Les Sages déclarent inconstitutionnelles les saisies administratives en période d’état d’urgence

Avec l’état d’urgence, de nombreuses perquisitions et saisies administratives sont effectuées dans des conditions particulières permettant notamment un processus accéléré. Le Conseil constitutionnel a été saisi d’une question prioritaire de constitutionnalité le 18 janvier 2016, portant sur l’étendue des pouvoirs de la police administrative en situation d’état d’urgence et plus précisément sur la copie de données lors de la perquisition. Sur cette question épineuse, les sages ont rendu leur décision ce 19 février 2016 en déclarant inconstitutionnelle la saisie administrative dans certaines conditions. 

 

La question posée au Conseil constitutionnel et les arguments des demandeurs  

Le Conseil constitutionnel a été saisi le 18 janvier 2016 par le Conseil d’État d’une question prioritaire de constitutionnalité posée pour l’association Ligue des droits de l’homme, par la SCP Spinosi et Sureau, avocat au Conseil d’État et à la Cour de cassation. 

La question est relative à la conformité aux droits et libertés que la Constitution garantit du paragraphe I de l’article 11 de la loi n° 55-385 du 3 avril 1955 relative à l’état d’urgence « dans sa rédaction résultant de la loi du 20 novembre 2015 ». Cet article dispose qu’il est possible, lorsque l’état d’urgence est déclaré, de procéder à une perquisition en présence d’un officier de police judiciaire, il peut être accédé, par un système informatique ou un équipement terminal présent sur les lieux où se déroule la perquisition, à des données stockées dans ledit système ou équipement ou dans un autre système informatique ou équipement terminal, dès lors que ces données sont accessibles à partir du système initial ou disponibles pour le système initial. Les données auxquelles il aura été possible d’accéder dans les conditions prévues au présent article peuvent être copiées sur tout support

Les arguments avancés par les demandeurs sont qu’en permettant à l’autorité administrative de procéder à une perquisition dans un domicile dans le cadre de l’état d’urgence, il y a méconnaissance de l’exigence constitutionnelle de contrôle judiciaire des mesures affectant l’inviolabilité du domicile, laquelle est protégée au titre de la liberté individuelle et du droit au respect de la vie privée. 

Les auteurs de la question prioritaire de constitutionnalité soutiennent également que cela porte une atteinte disproportionnée à la liberté individuelle, au droit au respect de la vie privée et au droit à un recours juridictionnel effectif.
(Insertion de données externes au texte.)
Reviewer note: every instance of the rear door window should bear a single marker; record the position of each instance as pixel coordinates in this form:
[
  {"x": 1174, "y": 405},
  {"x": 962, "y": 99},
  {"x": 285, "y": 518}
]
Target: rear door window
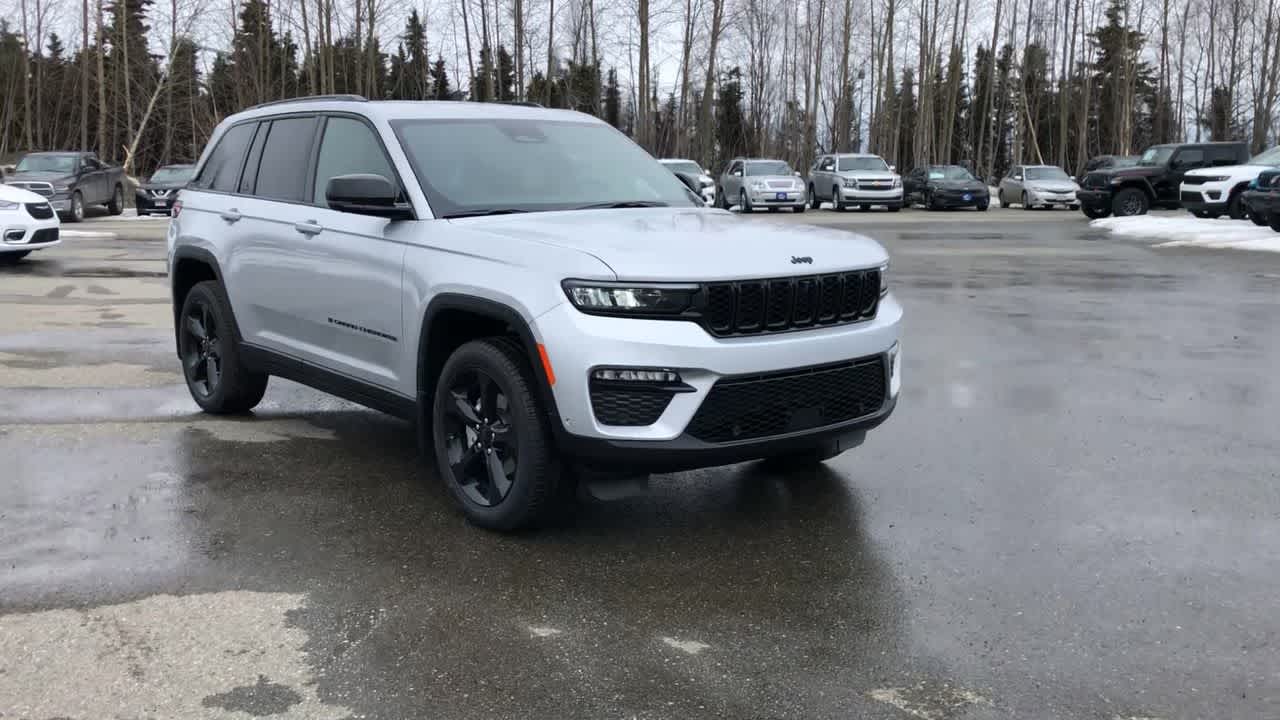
[
  {"x": 222, "y": 171},
  {"x": 283, "y": 171}
]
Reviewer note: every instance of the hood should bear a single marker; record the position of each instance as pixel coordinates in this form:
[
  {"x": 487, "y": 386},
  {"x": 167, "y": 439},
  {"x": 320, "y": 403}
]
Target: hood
[
  {"x": 1052, "y": 185},
  {"x": 1229, "y": 171},
  {"x": 682, "y": 245},
  {"x": 40, "y": 177},
  {"x": 10, "y": 194}
]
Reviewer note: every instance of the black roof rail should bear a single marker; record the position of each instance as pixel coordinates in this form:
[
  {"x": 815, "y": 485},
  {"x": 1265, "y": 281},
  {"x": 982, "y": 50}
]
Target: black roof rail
[{"x": 312, "y": 99}]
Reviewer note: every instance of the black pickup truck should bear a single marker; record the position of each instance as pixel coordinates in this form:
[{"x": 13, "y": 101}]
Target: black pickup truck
[
  {"x": 71, "y": 181},
  {"x": 1155, "y": 180}
]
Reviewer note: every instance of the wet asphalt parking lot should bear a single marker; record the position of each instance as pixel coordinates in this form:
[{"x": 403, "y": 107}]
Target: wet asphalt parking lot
[{"x": 1073, "y": 514}]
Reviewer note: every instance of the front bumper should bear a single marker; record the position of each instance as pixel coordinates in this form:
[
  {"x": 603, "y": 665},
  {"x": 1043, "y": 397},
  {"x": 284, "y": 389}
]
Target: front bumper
[
  {"x": 777, "y": 197},
  {"x": 1066, "y": 199},
  {"x": 1210, "y": 197},
  {"x": 21, "y": 233},
  {"x": 890, "y": 197},
  {"x": 577, "y": 343}
]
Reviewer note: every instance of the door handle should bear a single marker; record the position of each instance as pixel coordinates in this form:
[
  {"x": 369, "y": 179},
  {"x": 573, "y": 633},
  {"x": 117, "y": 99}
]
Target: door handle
[{"x": 309, "y": 227}]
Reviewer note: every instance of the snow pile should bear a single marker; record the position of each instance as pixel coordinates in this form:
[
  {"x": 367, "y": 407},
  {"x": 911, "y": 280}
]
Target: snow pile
[{"x": 1194, "y": 232}]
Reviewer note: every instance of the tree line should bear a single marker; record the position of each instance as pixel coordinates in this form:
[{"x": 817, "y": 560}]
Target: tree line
[{"x": 986, "y": 83}]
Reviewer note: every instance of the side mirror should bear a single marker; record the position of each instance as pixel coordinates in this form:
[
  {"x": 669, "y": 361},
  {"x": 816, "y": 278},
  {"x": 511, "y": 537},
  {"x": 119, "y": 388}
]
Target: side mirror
[{"x": 366, "y": 195}]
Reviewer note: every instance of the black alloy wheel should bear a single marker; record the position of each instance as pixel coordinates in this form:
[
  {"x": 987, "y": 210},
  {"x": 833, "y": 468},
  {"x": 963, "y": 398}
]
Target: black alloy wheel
[{"x": 480, "y": 437}]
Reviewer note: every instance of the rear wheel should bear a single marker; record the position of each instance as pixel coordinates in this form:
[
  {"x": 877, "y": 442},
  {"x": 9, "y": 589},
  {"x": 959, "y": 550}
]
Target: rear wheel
[
  {"x": 1130, "y": 201},
  {"x": 115, "y": 205},
  {"x": 492, "y": 438},
  {"x": 209, "y": 347}
]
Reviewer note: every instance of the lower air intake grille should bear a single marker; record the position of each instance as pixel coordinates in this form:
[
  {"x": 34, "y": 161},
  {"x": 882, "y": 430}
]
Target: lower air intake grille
[{"x": 777, "y": 404}]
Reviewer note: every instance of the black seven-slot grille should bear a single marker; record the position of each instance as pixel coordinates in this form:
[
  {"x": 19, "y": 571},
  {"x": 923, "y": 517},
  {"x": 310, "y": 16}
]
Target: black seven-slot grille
[
  {"x": 785, "y": 304},
  {"x": 776, "y": 404}
]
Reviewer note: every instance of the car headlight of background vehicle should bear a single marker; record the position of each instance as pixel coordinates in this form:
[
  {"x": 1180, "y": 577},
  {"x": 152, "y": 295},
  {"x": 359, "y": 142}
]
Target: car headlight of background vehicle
[{"x": 630, "y": 299}]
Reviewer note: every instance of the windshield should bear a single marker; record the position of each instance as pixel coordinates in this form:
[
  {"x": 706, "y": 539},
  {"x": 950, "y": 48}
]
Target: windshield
[
  {"x": 485, "y": 164},
  {"x": 1269, "y": 158},
  {"x": 684, "y": 167},
  {"x": 1046, "y": 173},
  {"x": 768, "y": 168},
  {"x": 173, "y": 176},
  {"x": 46, "y": 164},
  {"x": 862, "y": 164},
  {"x": 1156, "y": 156},
  {"x": 949, "y": 172}
]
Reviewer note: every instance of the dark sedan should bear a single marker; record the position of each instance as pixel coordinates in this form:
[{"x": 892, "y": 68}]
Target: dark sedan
[
  {"x": 945, "y": 186},
  {"x": 158, "y": 194}
]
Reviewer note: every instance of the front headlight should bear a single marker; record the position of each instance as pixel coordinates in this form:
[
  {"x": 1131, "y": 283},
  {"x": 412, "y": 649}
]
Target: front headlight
[{"x": 630, "y": 299}]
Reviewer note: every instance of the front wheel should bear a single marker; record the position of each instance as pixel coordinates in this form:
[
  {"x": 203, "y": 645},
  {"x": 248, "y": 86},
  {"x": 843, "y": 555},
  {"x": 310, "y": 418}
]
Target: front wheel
[
  {"x": 492, "y": 438},
  {"x": 115, "y": 205},
  {"x": 1130, "y": 201},
  {"x": 209, "y": 347}
]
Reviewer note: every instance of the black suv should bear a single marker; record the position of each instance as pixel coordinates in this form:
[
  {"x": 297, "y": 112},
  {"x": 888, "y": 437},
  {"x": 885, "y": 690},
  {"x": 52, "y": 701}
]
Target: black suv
[{"x": 1155, "y": 180}]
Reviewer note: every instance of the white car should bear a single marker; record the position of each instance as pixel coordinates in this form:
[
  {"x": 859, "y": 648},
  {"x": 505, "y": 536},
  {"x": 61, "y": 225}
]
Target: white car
[
  {"x": 1211, "y": 192},
  {"x": 27, "y": 223},
  {"x": 689, "y": 167}
]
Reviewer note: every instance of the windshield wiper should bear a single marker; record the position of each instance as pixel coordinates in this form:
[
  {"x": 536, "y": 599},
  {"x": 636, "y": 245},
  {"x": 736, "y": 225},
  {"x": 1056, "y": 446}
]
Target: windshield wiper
[
  {"x": 484, "y": 212},
  {"x": 622, "y": 204}
]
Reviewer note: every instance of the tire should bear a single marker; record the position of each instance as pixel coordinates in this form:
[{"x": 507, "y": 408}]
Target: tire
[
  {"x": 1235, "y": 206},
  {"x": 1130, "y": 201},
  {"x": 470, "y": 427},
  {"x": 115, "y": 205},
  {"x": 801, "y": 459},
  {"x": 77, "y": 212},
  {"x": 209, "y": 350}
]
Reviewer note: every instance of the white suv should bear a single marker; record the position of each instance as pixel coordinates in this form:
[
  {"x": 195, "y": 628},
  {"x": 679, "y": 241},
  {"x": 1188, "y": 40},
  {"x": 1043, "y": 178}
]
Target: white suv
[
  {"x": 1211, "y": 192},
  {"x": 528, "y": 286}
]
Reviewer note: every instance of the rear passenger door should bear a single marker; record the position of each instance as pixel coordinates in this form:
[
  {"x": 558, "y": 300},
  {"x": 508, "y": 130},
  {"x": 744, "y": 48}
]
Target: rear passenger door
[{"x": 328, "y": 283}]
Enfin, ils considèrent que le législateur aurait méconnu l’étendue de sa compétence et qu’une atteinte est portée à la séparation des pouvoirs dès lors qu’il est permis à l’autorité administrative d’effectuer des opérations de police judiciaire pouvant aboutir à des mesures répressives. 

La décision des sages en deux parties

Des dispositions contraires à la Constitution

Les dispositions permettent à l’autorité administrative de copier toutes les données informatiques auxquelles il aura été possible d’accéder au cours de la perquisition sont déclarées inconstitutionnelles par le Conseil constitutionnel. Les Sages précisent que cette mesure est assimilable à une saisie et que ni cette saisie ni l’exploitation des données ainsi collectées ne sont autorisées par un juge, y compris en cas d’opposition de la personne perquisitionné et sans infraction. Il en ressort que législateur n’a pas prévu de garanties légales propres à assurer une conciliation équilibrée entre l’objectif de valeur constitutionnelle de sauvegarde de l’ordre public et le droit au respect de la vie privée. Ces dispositions sont alors déclarées contraires à la Constitution. 

Des dispositions conformes à la Constitution

En ce qui concerne les libertés individuelles, dont l’autorité judiciaire est gardienne elles ne sont pas remises en question en l’espèce. 

Les sages considèrent qu’en ce qui concerne l’équilibre entre la nécessité de sauvegarde de l’ordre public et le respect des libertés individuelles ce dernier n’est pas remis en cause. Les mesures prises sont justifiées par l’état d’urgence qui est limité dans le temps et l’espace. Ainsi les perquisitions sont réalisables avec moins de contraintes qu’en temps normal mais doivent respecter un cadre minimum fixé par la loi, pour concilier le respect de la liberté, la propriété avec celui de la sauvegarde de l’ordre public sans méconnaitre la garantie de la séparation des pouvoirs.